To honor Earth Day, I’ve partnered with some wonderful bloggers on an initiative to save our wild. Our Wild is a movement to protect national parks, forests, deserts, and wildlife refuges. Please take some time to read about what is at stake. If you are moved to take action, you can sign the petition or consider making a donation.
Follow along with #ourwild on Instagram.
And click here to see the full list of influencers who are fighting the good fight.
So, these roasted sugar snap peas.
They were what I prepared when I returned home from the desert. They are salty, crunchy and yet still hydrating. All of the restorative things my body was craving after experiencing such waves of emotion. After absorbing such awestruck beauty.

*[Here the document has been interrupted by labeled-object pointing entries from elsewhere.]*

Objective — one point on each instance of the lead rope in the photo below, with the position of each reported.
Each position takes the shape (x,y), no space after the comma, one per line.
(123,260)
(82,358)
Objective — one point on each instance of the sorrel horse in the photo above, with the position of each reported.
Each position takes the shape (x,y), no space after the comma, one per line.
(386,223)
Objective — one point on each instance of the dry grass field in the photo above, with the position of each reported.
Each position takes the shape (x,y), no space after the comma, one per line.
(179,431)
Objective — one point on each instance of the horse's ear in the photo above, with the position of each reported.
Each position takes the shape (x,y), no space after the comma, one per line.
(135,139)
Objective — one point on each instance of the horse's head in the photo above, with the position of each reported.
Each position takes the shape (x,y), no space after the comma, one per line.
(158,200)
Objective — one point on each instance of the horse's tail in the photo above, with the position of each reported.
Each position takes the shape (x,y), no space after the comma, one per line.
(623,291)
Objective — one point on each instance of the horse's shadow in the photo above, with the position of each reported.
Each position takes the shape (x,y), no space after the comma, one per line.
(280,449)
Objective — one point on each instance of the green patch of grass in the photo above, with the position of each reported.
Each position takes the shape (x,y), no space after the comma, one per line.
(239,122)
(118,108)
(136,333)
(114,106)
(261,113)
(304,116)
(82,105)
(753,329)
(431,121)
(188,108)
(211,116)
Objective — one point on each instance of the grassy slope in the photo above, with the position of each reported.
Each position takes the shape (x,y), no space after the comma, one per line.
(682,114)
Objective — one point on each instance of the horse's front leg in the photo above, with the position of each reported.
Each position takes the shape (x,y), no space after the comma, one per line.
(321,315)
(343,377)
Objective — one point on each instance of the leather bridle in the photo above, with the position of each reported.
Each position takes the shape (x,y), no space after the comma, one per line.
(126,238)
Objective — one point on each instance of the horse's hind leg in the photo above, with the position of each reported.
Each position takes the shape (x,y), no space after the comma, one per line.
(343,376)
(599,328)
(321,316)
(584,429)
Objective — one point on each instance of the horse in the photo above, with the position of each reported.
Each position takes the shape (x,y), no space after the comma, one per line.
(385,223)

They come together in under twenty minutes and are roasted in a bright, citrusy, mint vinaigrette.
Roasted Sugar Snap Peas with Mint + Sea Salt
- 3 cups sugar snap peas
- 1 cup fresh mint leaves
- 3 tablespoons olive oil
- 1 clove garlic
- 1 tablespoon lemon juice
- sea salt to taste
- black pepper to taste
- Preheat the oven to 450 degrees, and line a baking sheet with parchment paper.
- Wash the peas, pat dry and trim the ends.
- In a food processor combine the mint, olive oil, garlic, lemon juice, and a pinch of salt and pepper. Pulse until all the mint and garlic is finely chopped. Toss the snap peas in the mint mixture and spread them out onto the baking sheet in a single layer.
- Roast for 20 minutes or until brown and crispy, flipping halfway. Sprinkle with a generous amount of sea salt and serve warm.